Basically, Yen's algorithm is a mutation algorithm which gets rids of segments(called arcs in the paper) of the previously shortest paths and recomputes the shortest path. I have been using dijkstra's algorithm in order to get the shortest paths.(it works just fine, I ran multiple tests on it.)
So, I have been trying to get Yen's algorithm working, and I have run into a theoretical question. Let us assume that we have a random graph in which the first 6 paths between nodes 0 and 50 are as follows: (Generated via a BFS algorithm to get all the paths connecting the two nodes which are then sorted)

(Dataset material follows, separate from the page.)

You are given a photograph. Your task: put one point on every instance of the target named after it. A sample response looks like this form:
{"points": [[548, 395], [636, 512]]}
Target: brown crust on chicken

0 375 45 46 47 49 50 1.160189
0 375 45 47 49 50 1.16443
0 375 45 46 47 48 50 1.164553
0 375 45 47 48 50 1.168793
0 375 45 46 47 48 49 50 1.174494
0 375 45 47 48 49 50 1.178735
here the floating point number at the end of each line is the "distance" of the path. My question is, how does the Yen's algorithm get the 6th path. From my understanding of the paper it checks if the the first i nodes of the k-1th path correspond to the first i nodes of the previously found paths, if so then d[i][q]=infinity where q is the next node in the path.

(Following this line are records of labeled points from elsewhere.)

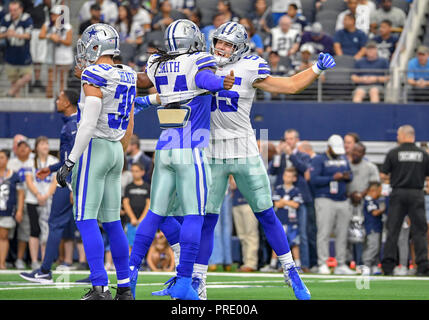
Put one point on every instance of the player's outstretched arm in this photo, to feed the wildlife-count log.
(298, 82)
(206, 79)
(143, 103)
(85, 132)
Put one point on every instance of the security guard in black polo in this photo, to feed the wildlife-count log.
(408, 166)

Practically speaking to get from the 1st path to the 2nd path, we remove 45-46 in the first path and it recomputes the path. To get from 2nd to 3rd, we get rid of 47-49 in the second path forcing the algorithm to find a new path linking 0 through 47 and 47 through 50 which can then stored.
But when we get to the 6th path, it removes 45-46 but it has to also remove 45-47 since the first 3 nodes of the 5th path also matches the first 3 nodes of the 2nd path( if we don't set this to infinity, then the alogrithm starts cycling between shortest found paths). I do not see how we can get the 6th shortest path.
Any ideas? Am I missing something completely obvious from the paper? Can anyone recommend any books/articles that I can go through which might better explain this. I would prefer not to look through other people's implementation(I have found some MATLAB implementation online but I have been having problems getting through the syntax--it also doesn't help that the documentation for the code is in mandarin). In case someone coded up a solution in C which has some documentation in english that would be helpful too.
Message me in case you guys need more information, and Thanks for all the help.